Kooperation, Training, und KI-gestützte Prävention, Erkennung und Reaktion unerlässlich
Während Regierungs- und Strafverfolgungsbehörden in der Vergangenheit bereits Maßnahmen zur Bekämpfung der Cyber-Kriminalität ergriffen haben, könnte die erste Hälfte des Jahres 2021 eine entscheidende Wende in Bezug auf die künftige Dynamik darstellen. Behörden arbeiten mit Branchenanbietern, Analyseunternehmen und anderen globalen Partnern zusammen, um Ressourcen und Echtzeit-Bedrohungsdaten zu bündeln und direkt gegen Cyber-Angreifer vorzugehen. Unabhängig davon bleiben die automatisierte Erkennung von Bedrohungen und die künstliche Intelligenz von entscheidender Bedeutung, um Unternehmen in die Lage zu versetzen, Angriffe in Echtzeit zu bekämpfen und in kürzester Zeit sowie in großem Umfang über alle Grenzen hinweg zu entschärfen. Darüber hinaus sind Schulungen zur User-Sensibilisierung für Cybersecurity so wichtig wie eh und je, da jeder ein potenzielles Ziel von Cyber-Attacken darstellt. Jeder Einzelne sollte regelmäßig über die richtige Vorgehensweise unterrichtet werden, um die Sicherheit von allen MitarbeiterInnen und des Unternehmens zu gewährleisten.
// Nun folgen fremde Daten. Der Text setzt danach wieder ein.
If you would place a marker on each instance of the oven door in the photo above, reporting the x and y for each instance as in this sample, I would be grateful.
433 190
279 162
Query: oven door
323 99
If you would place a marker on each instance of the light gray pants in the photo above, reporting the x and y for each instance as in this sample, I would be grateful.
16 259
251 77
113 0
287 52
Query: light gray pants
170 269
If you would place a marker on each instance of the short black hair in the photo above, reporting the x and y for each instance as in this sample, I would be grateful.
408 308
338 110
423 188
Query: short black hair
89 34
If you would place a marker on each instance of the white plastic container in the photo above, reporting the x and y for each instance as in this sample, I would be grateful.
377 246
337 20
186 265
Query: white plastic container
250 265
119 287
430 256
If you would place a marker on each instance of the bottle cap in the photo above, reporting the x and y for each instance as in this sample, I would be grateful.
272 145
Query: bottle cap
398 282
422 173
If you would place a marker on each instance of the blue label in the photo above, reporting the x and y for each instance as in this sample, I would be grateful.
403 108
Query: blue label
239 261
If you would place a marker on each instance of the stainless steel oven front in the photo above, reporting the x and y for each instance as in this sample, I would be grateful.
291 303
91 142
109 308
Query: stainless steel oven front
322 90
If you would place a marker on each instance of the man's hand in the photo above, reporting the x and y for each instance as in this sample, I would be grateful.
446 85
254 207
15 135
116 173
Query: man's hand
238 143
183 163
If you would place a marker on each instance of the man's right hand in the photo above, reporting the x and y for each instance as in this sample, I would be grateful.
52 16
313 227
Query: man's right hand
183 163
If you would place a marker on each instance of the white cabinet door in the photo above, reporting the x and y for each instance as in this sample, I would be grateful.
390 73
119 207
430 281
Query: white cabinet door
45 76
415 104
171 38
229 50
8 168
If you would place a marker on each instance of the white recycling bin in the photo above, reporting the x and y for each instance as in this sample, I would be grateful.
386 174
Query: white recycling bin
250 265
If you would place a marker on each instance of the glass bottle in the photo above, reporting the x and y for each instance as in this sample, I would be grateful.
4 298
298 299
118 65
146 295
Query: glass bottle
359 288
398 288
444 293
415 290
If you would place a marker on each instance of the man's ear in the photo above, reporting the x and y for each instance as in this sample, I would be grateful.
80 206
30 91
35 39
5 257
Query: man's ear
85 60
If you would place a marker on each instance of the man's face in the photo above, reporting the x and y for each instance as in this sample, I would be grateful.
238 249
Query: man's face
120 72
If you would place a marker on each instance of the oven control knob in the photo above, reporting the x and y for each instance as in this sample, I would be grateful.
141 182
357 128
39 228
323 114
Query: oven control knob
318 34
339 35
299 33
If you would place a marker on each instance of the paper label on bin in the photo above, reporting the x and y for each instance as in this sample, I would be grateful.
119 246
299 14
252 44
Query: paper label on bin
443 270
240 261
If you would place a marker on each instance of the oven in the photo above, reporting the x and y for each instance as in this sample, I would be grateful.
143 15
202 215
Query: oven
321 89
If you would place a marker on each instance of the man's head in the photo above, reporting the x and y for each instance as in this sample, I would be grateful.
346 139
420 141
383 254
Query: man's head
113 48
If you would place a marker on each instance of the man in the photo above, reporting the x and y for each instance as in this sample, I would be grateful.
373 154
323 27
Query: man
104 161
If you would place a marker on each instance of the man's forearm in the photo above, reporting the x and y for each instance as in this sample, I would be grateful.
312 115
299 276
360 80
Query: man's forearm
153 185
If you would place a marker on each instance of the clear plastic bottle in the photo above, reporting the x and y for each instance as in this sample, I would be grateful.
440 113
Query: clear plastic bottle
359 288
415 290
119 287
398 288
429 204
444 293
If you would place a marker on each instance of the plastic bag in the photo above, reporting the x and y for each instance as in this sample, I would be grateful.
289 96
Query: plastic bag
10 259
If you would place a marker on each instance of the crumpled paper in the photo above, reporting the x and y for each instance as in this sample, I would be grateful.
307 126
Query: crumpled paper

„Wir beobachten eine Zunahme effektiver und zerstörerischer Cyber-Angriffe, die Tausende von Unternehmen in einem einzigen Vorfall betreffen und einen wichtigen Wendepunkt im Kampf gegen die Cyber-Kriminalität darstellen. Mehr denn je spielt jeder Einzelne eine wichtige Rolle bei der Stärkung der Cyber Kill Chain," erklärt Derek Manky, Chief, Security Insights & Global Threat Alliances, FortiGuard Labs. „Die Bündelung der Kräfte durch Zusammenarbeit muss Priorität haben, um die Lieferketten von Cyber-Kriminellen zu unterbinden. Gemeinsame Daten und Partnerschaften ermöglichen effektivere Reaktionen und eine bessere Vorhersage zukünftiger Techniken, um die Bemühungen der Gegner zu erschweren. Kontinuierliche Schulungen zum Thema Cybersecurity sowie KI-gestützte Präventions-, Erkennungs- und Reaktionstechnologien, die über Endpunkte, Netzwerke und die Cloud hinweg integriert sind, bleiben für die Bekämpfung von Cyberangreifern unerlässlich."